Wäre das „RAF-Phantom“ nur plump und ärgerlich, könnte man getrost den Mantel des Schweigens darüber ausbreiten. Doch die Autoren spekulieren nicht ohne Aussicht auf Erfolg auf ein linkes – nicht linksradikales – Publikum und bieten Entlastendes. Die Parole lautet: Die politischen Morde der vergangenen Jahre – einschließlich der gegen den 20jährigen GI Edward Pimental und den Beamten Gerold von Braunmühl – gehen eben doch nicht auf das Konto einer linken Guerilla, sondern auf das einer irgendwie „kapitalistisch“ gesteuerten Killertruppe. Ein Programm zur Stabilisierung einfacher Weltbilder, das die von der RAF und ihren Gefangenen eingeforderte Auseinandersetzung mit ihrer Geschichte überflüssig macht.

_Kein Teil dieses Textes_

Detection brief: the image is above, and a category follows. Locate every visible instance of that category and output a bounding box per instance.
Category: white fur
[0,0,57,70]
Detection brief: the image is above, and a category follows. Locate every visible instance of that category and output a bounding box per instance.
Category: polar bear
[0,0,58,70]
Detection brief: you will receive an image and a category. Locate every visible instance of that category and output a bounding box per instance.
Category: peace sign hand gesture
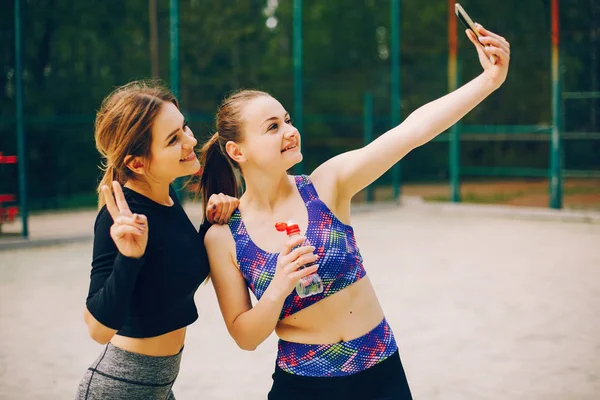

Wer verschwörungstheoretischen Neigungen anhängt und sich mit dem „Phänomen RAF“ bislang nur am Rande beschäftigt hat, mag sich trotz alledem am „Phantom RAF“ laben. Alle anderen können sich glücklich schätzen, wenn sie die Lektüre der 450 Seiten ohne bleibende Schäden, vorrangig im Magen- Darm-Trakt, überstehen.

Gerhard Wisnewski, Wolfgang Landgraeber, Ekkehard Sieker: „Das RAF-Phantom – Wozu Politik und Wirtschaft Terroristen brauchen“. Knaur, München, 1992. 12,90DM.